We have the resources to handle simple and complex disputes, and a considerable track record in doing so. Building on our extensive litigation experience, we are well placed to find solutions that best meet the needs and circumstances of our clients whilst achieving commercial solutions.
Many of our litigators have additional specialist knowledge and experience which has been derived from study or work within industry sectors. Our team includes lawyers who have previously worked as a research scientist, an architect, a builder and business owners.
Our core capabilities in Litigation include:
Competition, corporate law and consumer law
Property ownership and access
Debt recovery and enforcement of securities
Shareholder actions and director’s and officer’s liability
Inquiries and investigations.
Banking & Finance
We regularly act in routine enforcement matters for lender clients. We have developed procedures to efficiently manage these matters and bring them to conclusion as soon as possible.
Energy and Infrastructure Access
We acted for a networks business in an application for merits review in the Australian Competition Tribunal. Its finding has given rise to the Australian Energy Market Commission foreshadowing a significant change to the National Gas Rules.
Our client was the driver of an escort vehicle, engaged by a third party employer to escort an over-sized load. Another party owned a truck which collided with the over-sized load. We adopted the most commercially efficient course, sought to resolve the litigation through negotiation and, ultimately, Court-ordered mediation.
- We advised an agricultural supply company in relation to allegations of patent infringement. Proceedings were issued against our client and following extensive correspondence and research on existing prior art, we convinced the plaintiff to dismiss the proceedings and pay our client’s costs.
- We acted for a regional group of Local Governments in a contractual dispute with their common provider of their recycling collection and processing services. The matter involved liaising with 5 Local Governments in a complex dispute over the tendering process. The Supreme Court proceedings were resolved in the Local Government’s favour.
Mining & Resources
- We are currently acting on behalf of the West Australian Government owned electricity generation corporation against the North West Shelf Gas Joint Venture parties to recover damages for breach of a gas supply agreement.
Occupational Safety & Health
- Our client who provided scaffolding on site was the defendant in a District Court action in which the plaintiff sought damages for personal injury. We defended the proceedings successfully on behalf of our client both in the district court and the Supreme Court.
Planning & Environment
- We acted for a National Brewing Company in hearings before the Director of Liquor Licensing, Liquor Licensing Court and subsequently the Court of Appeal involving claims by the City of Perth and a range of owners of luxury apartments on the Swan River regarding alleged ongoing noise violations in respect of the relevant acoustic standards.
We provided advice and representation to a high profile award winning corporation involved in the sustainable design and development of land into specialised residential community projects. We liaised with the Federal Authority and our client to effectively respond to the investigation and sensitively manage any adverse consequences.

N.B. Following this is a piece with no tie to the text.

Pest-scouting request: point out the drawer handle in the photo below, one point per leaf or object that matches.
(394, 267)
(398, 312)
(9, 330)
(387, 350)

We conducted a case in the Federal Court regarding the application of the crude oil excise regime to condensate production from the North West Shelf project area. The claim was one of the largest ever litigated in Western Australia having regard to the amount of revenue involved.
Trusts / Partnership Disputes
We acted for a group of related companies and individuals to defend a range of claims arising over a 23 year corporate history, where the plaintiff claimed an entitlement to assets valued at more than $330 million. Our clients’ defence was successful in respect of all claims in partnership and equity.
28 August 2016
New provisions for unfair contract terms will apply to standard form "small business contracts", entered into on or after 12 November 2016, and contracts that are renewed, or varied, after 12 November 2016.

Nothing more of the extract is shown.